The book by award-winning journalist Sonia Nazario chronicles the true story of a Honduran boy who braves hardship and peril to reach his mother in the United States. It relates the odyssey of Enrique, who, at 5 years old, sees his mother Lourdes leave Honduras to work in the United States. The move allows her to send money back home to Enrique so he can eat better and go to school past the third grade.
Lourdes promises Enrique she will return quickly, but she struggles in America. After 11 years pass, he decides he will try to find her, and he makes the dangerous and illegal trek up the length of Mexico the only way he can – clinging to the sides and tops of freight trains.
The purpose of selecting a common book for first-year students is to create a common academic experience, according to Joel Perez, George Fox’s dean of transitions and inclusions.
“We selected Enrique's Journey to promote discourse about an area of diversity – in this case, the issue of immigrants coming to the U.S., and more specifically, young immigrants,” Perez said. “Similar to the 14th Amendment panel we hosted in the spring, we want to facilitate discourse that will educate people and model civil discourse about an issue that tends to divide our country: illegal immigration.”
The academic committee that selected the book also believed it would help the university live out its core value of “engaging globally and connecting culturally,” Perez said. During orientation in late August, George Fox will host a session to explore the theme of the book. In addition, the school’s first-year seminars will use either all or part of the book to facilitate discussion. There are plans to use the book in writing courses as well.
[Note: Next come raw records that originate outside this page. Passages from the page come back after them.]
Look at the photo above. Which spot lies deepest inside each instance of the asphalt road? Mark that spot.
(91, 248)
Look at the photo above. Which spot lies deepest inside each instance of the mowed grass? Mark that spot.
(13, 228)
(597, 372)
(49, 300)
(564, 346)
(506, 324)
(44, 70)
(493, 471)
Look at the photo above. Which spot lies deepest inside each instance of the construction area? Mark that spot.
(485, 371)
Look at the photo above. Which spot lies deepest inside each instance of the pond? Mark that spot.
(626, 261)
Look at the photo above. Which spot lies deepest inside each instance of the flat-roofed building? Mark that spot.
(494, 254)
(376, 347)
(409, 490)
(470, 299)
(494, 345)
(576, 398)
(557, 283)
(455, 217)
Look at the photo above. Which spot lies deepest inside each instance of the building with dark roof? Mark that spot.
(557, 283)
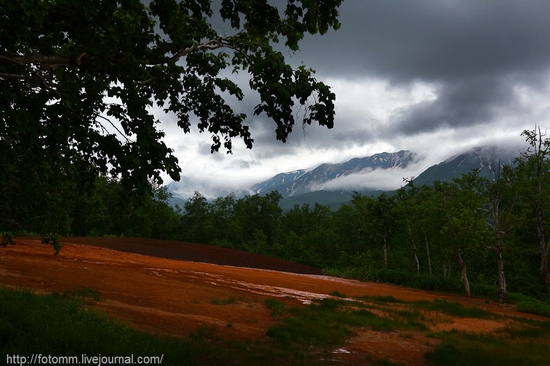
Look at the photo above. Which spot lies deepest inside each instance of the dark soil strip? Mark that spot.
(195, 253)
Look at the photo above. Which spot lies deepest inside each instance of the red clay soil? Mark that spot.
(173, 289)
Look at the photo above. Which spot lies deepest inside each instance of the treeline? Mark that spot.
(474, 234)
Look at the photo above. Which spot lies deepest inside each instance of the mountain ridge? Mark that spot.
(317, 184)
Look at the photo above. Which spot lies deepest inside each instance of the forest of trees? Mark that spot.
(474, 234)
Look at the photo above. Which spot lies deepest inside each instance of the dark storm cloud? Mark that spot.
(459, 104)
(434, 39)
(470, 49)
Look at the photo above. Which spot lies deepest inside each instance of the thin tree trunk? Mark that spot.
(501, 278)
(428, 253)
(464, 275)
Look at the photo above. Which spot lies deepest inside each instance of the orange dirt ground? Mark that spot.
(167, 288)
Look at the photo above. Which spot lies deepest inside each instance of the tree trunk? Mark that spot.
(501, 278)
(428, 253)
(385, 253)
(464, 275)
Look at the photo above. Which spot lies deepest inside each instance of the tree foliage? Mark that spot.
(80, 80)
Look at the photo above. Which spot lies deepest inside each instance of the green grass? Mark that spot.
(229, 301)
(276, 307)
(453, 309)
(460, 348)
(59, 325)
(330, 322)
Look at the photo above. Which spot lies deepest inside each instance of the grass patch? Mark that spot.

The selection comes after the university hosted a panel discussion in March entitled “The Future of the 14th Amendment,” which discussed the implications concerning that section of the 14th Amendment that states, “All persons born or naturalized in the United States, and subject to the jurisdiction thereof, are citizens.” The event was held in commemoration of the life of Cesar Chavez, a Mexican American who was among the best-known Latino civil rights activists during the 1960s and 1970s.